Taliban trying to isolate Afghan capita Kabul, Pentagon says

Taliban insurgents have seized Afghanistan’s second- and third-biggest cities, local officials said, as resistance from government forces crumbled and fears grew that an assault on the capital Kabul could be just days away, Reuters reported.

A government official confirmed that Kandahar, the economic hub of the south, was under Taliban control as US-led international forces complete their withdrawal after 20 years of war.

Herat in the west also fell to the hardline Islamist group.

“The city looks like a frontline, a ghost town,” provincial council member Ghulam Habib Hashimi said by telephone from the city of about 600,000 people near the border with Iran.

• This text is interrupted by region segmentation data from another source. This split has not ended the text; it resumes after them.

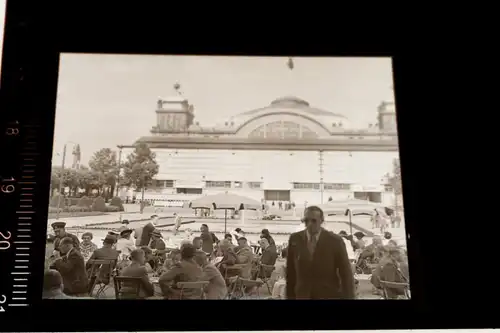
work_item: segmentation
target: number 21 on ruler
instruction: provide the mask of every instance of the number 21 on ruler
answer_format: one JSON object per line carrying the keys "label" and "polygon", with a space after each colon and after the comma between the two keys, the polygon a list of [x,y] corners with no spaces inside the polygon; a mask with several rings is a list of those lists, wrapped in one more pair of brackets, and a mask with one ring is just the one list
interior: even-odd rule
{"label": "number 21 on ruler", "polygon": [[14,181],[16,181],[14,177],[10,177],[8,179],[2,178],[2,183],[6,184],[2,184],[2,186],[0,186],[0,191],[7,194],[14,192],[16,190],[16,187],[12,184],[9,184],[9,182],[14,182]]}
{"label": "number 21 on ruler", "polygon": [[[7,302],[7,297],[5,297],[5,295],[0,295],[0,304],[4,304],[5,302]],[[0,305],[0,312],[5,312],[5,309],[3,308],[3,306]]]}

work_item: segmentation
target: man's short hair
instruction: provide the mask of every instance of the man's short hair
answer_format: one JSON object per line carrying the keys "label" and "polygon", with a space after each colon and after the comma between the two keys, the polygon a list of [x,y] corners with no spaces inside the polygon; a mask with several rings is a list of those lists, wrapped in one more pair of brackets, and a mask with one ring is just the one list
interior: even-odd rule
{"label": "man's short hair", "polygon": [[132,258],[132,260],[137,260],[137,259],[139,259],[139,256],[141,254],[143,254],[143,255],[146,254],[143,249],[135,249],[132,252],[130,252],[130,258]]}
{"label": "man's short hair", "polygon": [[307,213],[308,211],[319,212],[319,215],[321,216],[321,220],[325,219],[325,213],[323,213],[323,209],[319,208],[318,206],[309,206],[304,210],[304,213]]}
{"label": "man's short hair", "polygon": [[46,270],[43,274],[43,290],[59,289],[62,285],[61,273],[55,269]]}
{"label": "man's short hair", "polygon": [[59,243],[59,245],[68,245],[68,244],[73,245],[73,239],[71,237],[64,237],[63,239],[61,239],[61,243]]}

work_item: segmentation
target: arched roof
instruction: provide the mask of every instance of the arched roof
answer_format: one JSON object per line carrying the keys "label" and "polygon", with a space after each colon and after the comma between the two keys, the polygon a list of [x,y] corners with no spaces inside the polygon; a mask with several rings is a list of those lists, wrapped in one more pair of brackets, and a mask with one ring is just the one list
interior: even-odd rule
{"label": "arched roof", "polygon": [[309,105],[309,103],[303,99],[300,99],[298,97],[294,96],[285,96],[285,97],[280,97],[275,99],[274,101],[271,102],[268,106],[260,109],[255,109],[255,110],[250,110],[246,111],[243,113],[240,113],[234,118],[239,118],[239,117],[248,117],[248,116],[254,116],[256,114],[260,113],[265,113],[265,112],[276,112],[277,110],[285,110],[285,111],[290,111],[290,110],[300,110],[304,113],[310,114],[313,117],[336,117],[336,118],[342,118],[342,119],[347,119],[345,116],[338,114],[338,113],[333,113],[330,111],[318,109],[318,108],[313,108]]}
{"label": "arched roof", "polygon": [[319,136],[328,136],[339,127],[349,127],[345,116],[311,107],[307,101],[294,96],[281,97],[266,107],[240,113],[221,127],[232,128],[237,134],[245,136],[266,122],[272,123],[279,119],[297,123],[306,130],[317,132]]}

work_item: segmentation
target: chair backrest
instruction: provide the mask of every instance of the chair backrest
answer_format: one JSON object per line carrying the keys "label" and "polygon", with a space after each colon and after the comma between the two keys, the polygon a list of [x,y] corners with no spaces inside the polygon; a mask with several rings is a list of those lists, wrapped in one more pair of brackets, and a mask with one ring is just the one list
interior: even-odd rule
{"label": "chair backrest", "polygon": [[209,283],[209,281],[177,282],[177,288],[181,290],[179,298],[183,298],[185,290],[191,290],[193,292],[199,291],[200,299],[204,299],[205,287],[208,286]]}
{"label": "chair backrest", "polygon": [[141,291],[141,283],[142,279],[140,277],[130,277],[130,276],[115,276],[113,279],[114,284],[115,284],[115,297],[116,299],[121,299],[123,292],[123,284],[129,284],[132,286],[134,290],[134,294],[137,298],[139,298],[140,291]]}
{"label": "chair backrest", "polygon": [[88,278],[90,279],[93,276],[96,276],[99,270],[103,266],[109,266],[109,271],[111,272],[115,266],[116,266],[116,260],[114,259],[102,259],[102,260],[96,260],[92,259],[87,261],[88,264],[90,264],[90,271],[88,273]]}
{"label": "chair backrest", "polygon": [[409,283],[404,283],[404,282],[391,282],[391,281],[383,281],[380,280],[380,286],[382,287],[384,291],[384,297],[388,297],[388,290],[387,289],[395,289],[402,291],[404,296],[406,298],[410,298],[410,284]]}
{"label": "chair backrest", "polygon": [[179,289],[196,289],[204,288],[208,286],[209,281],[195,281],[195,282],[177,282],[177,288]]}

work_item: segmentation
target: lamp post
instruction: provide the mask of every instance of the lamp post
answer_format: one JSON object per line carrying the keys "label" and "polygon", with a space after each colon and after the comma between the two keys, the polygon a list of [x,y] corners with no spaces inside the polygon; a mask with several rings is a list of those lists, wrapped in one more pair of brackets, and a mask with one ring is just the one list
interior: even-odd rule
{"label": "lamp post", "polygon": [[63,156],[62,156],[62,163],[61,163],[61,175],[59,176],[59,197],[57,199],[57,212],[56,212],[56,220],[59,219],[59,209],[61,207],[61,193],[62,193],[62,187],[64,183],[64,163],[66,161],[66,149],[68,144],[73,144],[76,145],[76,143],[68,141],[64,144],[63,148]]}
{"label": "lamp post", "polygon": [[324,160],[323,160],[323,151],[320,150],[319,151],[319,190],[320,190],[320,193],[321,193],[321,204],[323,204],[323,192],[324,192],[324,188],[325,188],[325,184],[324,184],[324,179],[323,179],[323,164],[324,164]]}
{"label": "lamp post", "polygon": [[122,167],[122,150],[123,150],[123,146],[116,146],[118,147],[118,149],[120,149],[118,151],[118,172],[116,174],[116,196],[118,196],[119,194],[119,187],[120,187],[120,171],[121,171],[121,167]]}

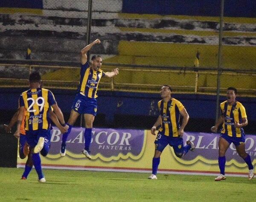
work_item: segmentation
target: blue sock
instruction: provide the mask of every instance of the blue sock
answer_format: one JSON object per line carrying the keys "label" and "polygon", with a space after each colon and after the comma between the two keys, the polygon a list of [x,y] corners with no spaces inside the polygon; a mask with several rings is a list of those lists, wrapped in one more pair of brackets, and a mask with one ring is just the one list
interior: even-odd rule
{"label": "blue sock", "polygon": [[248,168],[249,170],[252,170],[253,169],[253,166],[252,164],[252,161],[250,159],[250,156],[249,154],[247,155],[247,156],[246,156],[244,160],[245,162],[245,163],[248,165]]}
{"label": "blue sock", "polygon": [[38,179],[40,179],[44,177],[44,174],[42,171],[41,159],[40,159],[39,153],[33,153],[32,155],[32,159],[33,160],[33,164],[34,166],[35,166],[35,169],[38,176]]}
{"label": "blue sock", "polygon": [[226,156],[219,156],[219,167],[221,174],[225,175],[225,164],[226,164]]}
{"label": "blue sock", "polygon": [[61,146],[66,146],[66,142],[67,141],[67,139],[68,135],[70,133],[70,131],[71,131],[72,127],[73,127],[73,126],[70,125],[68,124],[67,124],[68,126],[69,126],[69,128],[67,130],[67,133],[65,133],[62,135],[62,143],[61,143]]}
{"label": "blue sock", "polygon": [[46,156],[49,152],[49,149],[50,147],[49,147],[49,144],[44,142],[44,147],[43,147],[43,149],[42,149],[42,150],[41,150],[40,153],[43,156]]}
{"label": "blue sock", "polygon": [[189,150],[191,148],[191,144],[187,144],[183,147],[183,156],[187,153]]}
{"label": "blue sock", "polygon": [[25,170],[22,174],[22,177],[26,177],[26,179],[27,178],[29,174],[29,173],[32,169],[32,167],[33,167],[33,166],[30,167],[29,165],[26,164],[25,166]]}
{"label": "blue sock", "polygon": [[152,174],[157,175],[158,165],[160,163],[160,157],[153,158],[152,160]]}
{"label": "blue sock", "polygon": [[88,152],[90,151],[90,145],[92,141],[92,128],[85,128],[84,131],[84,149]]}

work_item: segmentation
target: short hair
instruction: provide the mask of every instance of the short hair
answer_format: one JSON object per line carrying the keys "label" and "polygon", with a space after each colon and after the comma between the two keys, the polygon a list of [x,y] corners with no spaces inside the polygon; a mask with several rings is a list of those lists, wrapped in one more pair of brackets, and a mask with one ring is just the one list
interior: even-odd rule
{"label": "short hair", "polygon": [[40,82],[41,81],[41,75],[38,71],[34,71],[29,74],[29,82],[31,83]]}
{"label": "short hair", "polygon": [[229,87],[228,88],[227,88],[227,90],[233,90],[236,95],[236,94],[237,93],[237,90],[236,88],[234,88],[234,87]]}
{"label": "short hair", "polygon": [[172,92],[172,88],[170,86],[169,86],[169,85],[164,85],[163,86],[166,86],[166,87],[168,87],[168,88],[171,91],[171,92]]}
{"label": "short hair", "polygon": [[102,57],[99,55],[93,55],[91,60],[94,61],[94,60],[95,60],[95,59],[96,59],[96,58],[102,58]]}

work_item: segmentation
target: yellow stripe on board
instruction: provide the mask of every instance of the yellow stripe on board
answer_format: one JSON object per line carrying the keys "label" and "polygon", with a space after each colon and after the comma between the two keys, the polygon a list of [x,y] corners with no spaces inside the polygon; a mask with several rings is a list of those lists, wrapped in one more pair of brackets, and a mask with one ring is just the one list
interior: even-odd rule
{"label": "yellow stripe on board", "polygon": [[[207,16],[191,16],[189,15],[161,15],[157,14],[137,14],[130,13],[119,13],[119,18],[123,19],[142,19],[147,20],[153,19],[166,19],[168,18],[175,18],[178,20],[196,20],[200,21],[212,21],[219,22],[219,17]],[[224,23],[256,23],[256,18],[252,17],[224,17],[223,21]]]}
{"label": "yellow stripe on board", "polygon": [[47,121],[47,112],[49,108],[49,104],[48,101],[48,90],[45,89],[42,89],[42,96],[44,99],[44,113],[43,114],[43,129],[48,129],[48,123]]}
{"label": "yellow stripe on board", "polygon": [[43,10],[38,9],[20,9],[18,8],[0,8],[0,13],[14,14],[15,13],[27,13],[43,15]]}
{"label": "yellow stripe on board", "polygon": [[82,84],[81,84],[81,89],[80,89],[80,91],[81,92],[83,93],[84,93],[84,90],[85,90],[85,86],[86,86],[87,81],[88,80],[88,77],[89,77],[89,72],[90,72],[90,67],[87,68],[87,69],[86,69],[86,70],[85,71],[85,73],[84,74],[84,78],[83,78],[83,81],[82,81]]}

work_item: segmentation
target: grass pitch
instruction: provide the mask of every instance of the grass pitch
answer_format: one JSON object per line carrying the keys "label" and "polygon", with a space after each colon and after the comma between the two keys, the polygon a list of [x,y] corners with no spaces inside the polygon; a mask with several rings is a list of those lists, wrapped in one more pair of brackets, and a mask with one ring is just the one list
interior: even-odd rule
{"label": "grass pitch", "polygon": [[256,178],[44,169],[40,183],[33,169],[0,167],[0,201],[254,201]]}

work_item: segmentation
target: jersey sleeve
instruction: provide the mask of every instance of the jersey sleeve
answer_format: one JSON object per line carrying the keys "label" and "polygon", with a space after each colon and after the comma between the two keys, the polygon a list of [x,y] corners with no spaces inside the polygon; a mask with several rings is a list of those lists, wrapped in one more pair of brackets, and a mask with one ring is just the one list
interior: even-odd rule
{"label": "jersey sleeve", "polygon": [[54,95],[50,90],[48,91],[48,102],[50,105],[53,105],[53,104],[56,104],[57,103],[55,100]]}
{"label": "jersey sleeve", "polygon": [[241,112],[241,117],[243,118],[247,118],[246,112],[245,112],[245,108],[241,104],[239,107],[240,111]]}

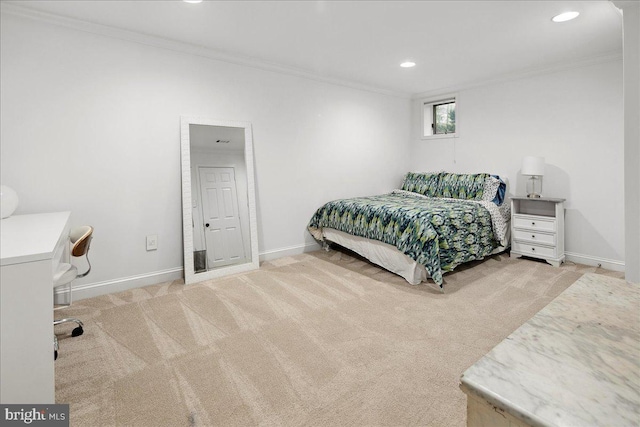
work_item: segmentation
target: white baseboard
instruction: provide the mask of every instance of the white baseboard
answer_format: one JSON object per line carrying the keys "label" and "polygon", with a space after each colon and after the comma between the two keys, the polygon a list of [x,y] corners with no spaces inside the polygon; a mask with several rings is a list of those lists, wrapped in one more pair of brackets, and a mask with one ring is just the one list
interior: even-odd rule
{"label": "white baseboard", "polygon": [[[183,268],[176,267],[168,270],[154,271],[151,273],[139,274],[136,276],[122,277],[120,279],[107,280],[104,282],[87,283],[73,287],[73,299],[81,300],[93,298],[100,295],[111,294],[114,292],[128,291],[129,289],[142,288],[143,286],[156,285],[158,283],[172,282],[182,279]],[[59,298],[58,294],[64,294],[63,291],[57,292],[54,298]]]}
{"label": "white baseboard", "polygon": [[300,255],[305,252],[312,252],[322,249],[318,243],[307,243],[304,245],[289,246],[286,248],[275,249],[272,251],[266,251],[260,254],[260,262],[271,261],[274,259],[282,258],[285,256]]}
{"label": "white baseboard", "polygon": [[[271,261],[285,256],[300,255],[305,252],[319,250],[320,245],[317,243],[307,243],[304,245],[289,246],[286,248],[275,249],[261,253],[260,261]],[[100,295],[111,294],[114,292],[128,291],[130,289],[141,288],[143,286],[156,285],[158,283],[172,282],[184,277],[182,267],[170,268],[168,270],[154,271],[136,276],[123,277],[104,282],[87,283],[73,287],[73,299],[81,300],[93,298]],[[63,302],[66,292],[64,289],[56,292],[54,298],[56,302]]]}
{"label": "white baseboard", "polygon": [[613,271],[624,272],[624,261],[618,261],[615,259],[597,258],[590,255],[577,254],[574,252],[565,252],[565,259],[567,261],[575,262],[576,264],[591,265],[597,267],[600,265],[602,268]]}

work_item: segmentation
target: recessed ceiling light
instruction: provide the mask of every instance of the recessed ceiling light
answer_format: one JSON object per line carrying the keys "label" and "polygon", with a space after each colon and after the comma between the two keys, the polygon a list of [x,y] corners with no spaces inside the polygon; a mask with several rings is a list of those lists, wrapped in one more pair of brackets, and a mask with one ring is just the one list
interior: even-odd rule
{"label": "recessed ceiling light", "polygon": [[579,12],[564,12],[564,13],[561,13],[560,15],[554,16],[553,18],[551,18],[551,20],[553,22],[571,21],[572,19],[577,18],[578,15],[580,15]]}

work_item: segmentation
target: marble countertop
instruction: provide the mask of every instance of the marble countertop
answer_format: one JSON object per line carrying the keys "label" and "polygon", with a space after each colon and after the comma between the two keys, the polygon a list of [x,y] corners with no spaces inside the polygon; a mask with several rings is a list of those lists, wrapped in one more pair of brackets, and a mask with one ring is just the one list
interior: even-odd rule
{"label": "marble countertop", "polygon": [[532,426],[640,425],[640,285],[585,274],[461,388]]}

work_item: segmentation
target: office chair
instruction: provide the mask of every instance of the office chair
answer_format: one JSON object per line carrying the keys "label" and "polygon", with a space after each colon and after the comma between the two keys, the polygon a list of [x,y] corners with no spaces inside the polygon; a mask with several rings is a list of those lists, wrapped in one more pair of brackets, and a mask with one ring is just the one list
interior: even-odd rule
{"label": "office chair", "polygon": [[[71,256],[73,257],[82,257],[84,256],[87,260],[87,265],[89,266],[87,271],[84,273],[78,273],[78,268],[75,265],[61,263],[60,267],[56,271],[53,276],[53,289],[60,288],[62,286],[69,286],[69,302],[65,304],[60,304],[59,307],[55,307],[54,309],[65,308],[71,305],[72,303],[72,292],[71,292],[71,283],[79,279],[81,277],[85,277],[91,271],[91,263],[89,262],[89,247],[91,245],[91,239],[93,238],[93,227],[89,225],[83,225],[81,227],[75,227],[69,233],[69,240],[73,245],[71,247]],[[82,327],[84,326],[80,319],[76,319],[75,317],[68,317],[65,319],[54,320],[53,326],[60,325],[62,323],[74,322],[77,323],[78,326],[71,332],[72,337],[78,337],[84,333]],[[56,340],[57,341],[57,340]],[[57,353],[57,342],[55,345],[55,350]],[[57,354],[56,354],[57,356]]]}

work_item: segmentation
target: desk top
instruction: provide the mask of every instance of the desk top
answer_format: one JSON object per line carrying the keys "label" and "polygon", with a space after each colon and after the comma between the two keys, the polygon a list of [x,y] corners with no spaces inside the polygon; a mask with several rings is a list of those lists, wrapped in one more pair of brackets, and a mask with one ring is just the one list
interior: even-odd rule
{"label": "desk top", "polygon": [[586,274],[462,377],[532,426],[640,421],[640,287]]}
{"label": "desk top", "polygon": [[53,258],[71,212],[14,215],[0,220],[0,265]]}

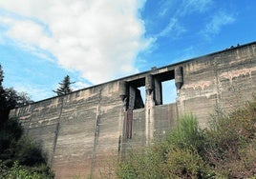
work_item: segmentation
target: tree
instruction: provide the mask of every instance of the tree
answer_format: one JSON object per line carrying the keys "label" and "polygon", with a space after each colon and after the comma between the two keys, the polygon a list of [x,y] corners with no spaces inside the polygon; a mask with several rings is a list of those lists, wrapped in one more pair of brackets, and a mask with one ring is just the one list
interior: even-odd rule
{"label": "tree", "polygon": [[73,91],[70,86],[74,83],[75,82],[70,81],[70,76],[67,75],[60,83],[58,83],[59,88],[56,90],[53,90],[53,92],[55,92],[58,96],[68,94]]}
{"label": "tree", "polygon": [[32,101],[26,92],[17,92],[13,88],[4,88],[4,71],[0,64],[0,123],[7,121],[11,109],[28,105]]}

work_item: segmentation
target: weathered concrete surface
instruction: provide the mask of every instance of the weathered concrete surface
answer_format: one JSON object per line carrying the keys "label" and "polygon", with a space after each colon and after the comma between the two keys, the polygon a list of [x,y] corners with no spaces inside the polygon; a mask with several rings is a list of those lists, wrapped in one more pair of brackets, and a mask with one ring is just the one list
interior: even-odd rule
{"label": "weathered concrete surface", "polygon": [[[177,102],[162,105],[161,83],[174,79]],[[144,104],[139,87],[145,87]],[[97,178],[109,155],[150,145],[178,116],[192,112],[206,127],[216,108],[235,109],[255,91],[254,42],[36,102],[11,115],[42,143],[57,178]]]}

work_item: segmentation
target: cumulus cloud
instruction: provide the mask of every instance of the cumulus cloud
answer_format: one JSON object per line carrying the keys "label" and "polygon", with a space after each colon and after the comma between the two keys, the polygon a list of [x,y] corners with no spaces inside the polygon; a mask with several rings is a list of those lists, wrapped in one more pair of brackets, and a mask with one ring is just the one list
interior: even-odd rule
{"label": "cumulus cloud", "polygon": [[232,24],[235,22],[235,17],[232,14],[225,11],[216,12],[206,24],[205,28],[200,32],[206,39],[209,39],[212,35],[218,34],[224,26]]}
{"label": "cumulus cloud", "polygon": [[145,0],[0,0],[6,37],[42,56],[50,51],[67,70],[93,84],[137,72],[145,38],[139,10]]}

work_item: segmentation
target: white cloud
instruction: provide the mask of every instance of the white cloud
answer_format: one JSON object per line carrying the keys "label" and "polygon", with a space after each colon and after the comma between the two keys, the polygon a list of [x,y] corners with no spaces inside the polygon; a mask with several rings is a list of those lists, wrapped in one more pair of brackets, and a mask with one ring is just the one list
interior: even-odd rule
{"label": "white cloud", "polygon": [[158,37],[172,35],[173,38],[176,38],[185,31],[186,30],[180,25],[178,19],[171,18],[167,26],[159,33]]}
{"label": "white cloud", "polygon": [[184,16],[192,12],[203,13],[208,10],[212,0],[183,0],[178,15]]}
{"label": "white cloud", "polygon": [[45,90],[46,88],[42,88],[40,86],[34,86],[31,84],[26,84],[26,86],[22,83],[16,83],[14,84],[15,90],[18,92],[22,91],[29,91],[29,96],[33,101],[38,101],[42,99],[49,98],[50,96],[53,96],[53,91]]}
{"label": "white cloud", "polygon": [[8,27],[6,36],[22,48],[41,56],[48,50],[60,66],[79,70],[97,84],[138,71],[137,55],[152,43],[144,38],[138,14],[144,3],[0,0],[0,7],[10,12],[0,15],[0,23]]}
{"label": "white cloud", "polygon": [[205,28],[200,32],[206,39],[209,39],[212,35],[218,34],[224,26],[232,24],[235,22],[235,17],[232,14],[228,14],[224,11],[218,11],[215,13]]}

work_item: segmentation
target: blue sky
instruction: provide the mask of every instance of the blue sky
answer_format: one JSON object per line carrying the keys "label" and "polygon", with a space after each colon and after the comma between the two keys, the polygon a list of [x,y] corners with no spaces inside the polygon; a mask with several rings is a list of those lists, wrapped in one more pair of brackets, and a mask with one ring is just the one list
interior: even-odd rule
{"label": "blue sky", "polygon": [[67,74],[79,90],[249,43],[255,8],[252,0],[0,0],[4,86],[38,101]]}

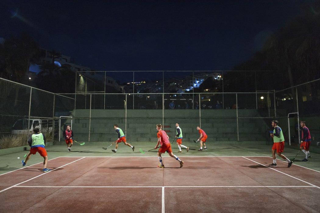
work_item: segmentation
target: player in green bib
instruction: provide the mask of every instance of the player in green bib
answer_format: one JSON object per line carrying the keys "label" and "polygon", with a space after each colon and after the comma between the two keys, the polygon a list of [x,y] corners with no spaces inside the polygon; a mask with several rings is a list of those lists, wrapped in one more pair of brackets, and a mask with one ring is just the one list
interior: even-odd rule
{"label": "player in green bib", "polygon": [[177,127],[177,130],[176,131],[176,138],[177,138],[177,145],[178,145],[178,148],[179,148],[179,151],[178,152],[182,152],[181,150],[181,147],[187,149],[187,152],[189,151],[189,147],[186,147],[185,146],[182,145],[182,130],[181,128],[179,126],[179,123],[176,124],[176,126]]}
{"label": "player in green bib", "polygon": [[273,139],[273,145],[271,150],[273,162],[269,165],[270,166],[277,166],[276,160],[276,151],[278,155],[288,162],[288,167],[290,167],[292,165],[293,162],[282,154],[283,152],[283,149],[284,147],[284,137],[281,128],[280,126],[278,126],[278,123],[279,122],[276,120],[273,120],[271,123],[272,127],[274,128],[273,133],[270,134],[270,136]]}
{"label": "player in green bib", "polygon": [[117,149],[118,148],[118,144],[123,142],[124,144],[128,146],[129,146],[132,148],[132,151],[134,151],[134,147],[131,146],[130,143],[127,142],[127,141],[125,139],[125,136],[124,133],[123,133],[122,130],[119,128],[117,124],[115,124],[114,126],[115,129],[116,130],[116,132],[118,134],[118,140],[117,140],[117,143],[116,144],[116,148],[114,149],[111,149],[111,151],[116,153],[117,152]]}

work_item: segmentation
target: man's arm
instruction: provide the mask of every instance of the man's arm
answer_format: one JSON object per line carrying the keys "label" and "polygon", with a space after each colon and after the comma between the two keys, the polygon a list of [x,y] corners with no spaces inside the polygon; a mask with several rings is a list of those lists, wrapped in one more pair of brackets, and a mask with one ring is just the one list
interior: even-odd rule
{"label": "man's arm", "polygon": [[28,144],[29,145],[30,147],[32,144],[32,139],[31,138],[32,136],[32,135],[30,135],[30,137],[29,137],[29,138],[28,139]]}
{"label": "man's arm", "polygon": [[303,132],[303,138],[302,139],[303,141],[307,141],[307,138],[308,137],[308,130],[307,128],[303,128],[302,131]]}
{"label": "man's arm", "polygon": [[43,136],[43,140],[44,141],[44,145],[45,145],[45,142],[46,141],[46,140],[45,139],[45,136],[44,136],[44,134],[43,133],[41,133],[42,134],[42,135]]}
{"label": "man's arm", "polygon": [[273,134],[274,136],[279,136],[280,135],[280,127],[276,126],[275,128],[276,133]]}

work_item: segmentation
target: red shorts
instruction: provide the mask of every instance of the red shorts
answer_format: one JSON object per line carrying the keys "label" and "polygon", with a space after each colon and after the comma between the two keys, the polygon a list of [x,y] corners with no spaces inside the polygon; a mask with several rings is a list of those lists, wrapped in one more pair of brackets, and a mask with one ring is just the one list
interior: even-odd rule
{"label": "red shorts", "polygon": [[311,141],[304,141],[303,143],[300,144],[300,147],[303,147],[304,149],[309,150],[310,143],[311,143]]}
{"label": "red shorts", "polygon": [[172,150],[171,149],[171,145],[170,144],[170,143],[166,144],[162,144],[161,147],[159,149],[158,151],[161,153],[164,153],[166,151],[167,151],[167,152],[172,152]]}
{"label": "red shorts", "polygon": [[121,143],[121,142],[122,142],[123,141],[123,142],[127,142],[127,141],[125,140],[125,137],[121,137],[120,138],[119,138],[117,141],[117,143]]}
{"label": "red shorts", "polygon": [[206,135],[203,136],[203,137],[201,139],[201,140],[202,141],[202,142],[204,143],[205,142],[205,141],[207,140],[207,139],[208,138],[208,135]]}
{"label": "red shorts", "polygon": [[278,143],[274,143],[272,146],[272,150],[276,150],[277,153],[283,152],[283,149],[284,148],[284,141]]}
{"label": "red shorts", "polygon": [[40,155],[43,157],[45,157],[47,154],[47,151],[43,147],[34,147],[30,148],[30,153],[32,155],[35,155],[37,152],[39,152]]}
{"label": "red shorts", "polygon": [[66,141],[66,143],[67,144],[68,144],[69,143],[71,143],[71,144],[73,144],[72,143],[73,142],[73,141],[72,141],[72,139],[71,138],[68,138],[68,139],[64,139],[65,141]]}

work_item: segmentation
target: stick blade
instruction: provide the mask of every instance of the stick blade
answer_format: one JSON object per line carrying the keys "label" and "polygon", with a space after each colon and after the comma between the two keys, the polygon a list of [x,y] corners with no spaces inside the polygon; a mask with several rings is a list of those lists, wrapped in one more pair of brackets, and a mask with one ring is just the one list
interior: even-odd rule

“Families have either left or are hiding in their homes.”

A U.S. defence official said there was concern that the Taliban – ousted from power in 2001 after the Sept. 11 attacks on the United States – could make a move on Kabul within days.

Washington on Thursday announced plans to send 3,000 additional troops to help evacuate US embassy staff, and the Pentagon said most would be in Kabul by the end of the weekend.

“Kabul is not right now in an imminent threat environment, but clearly… if you just look at what the Taliban has been doing, you can see that they are trying to isolate Kabul,” Pentagon spokesman John Kirby said.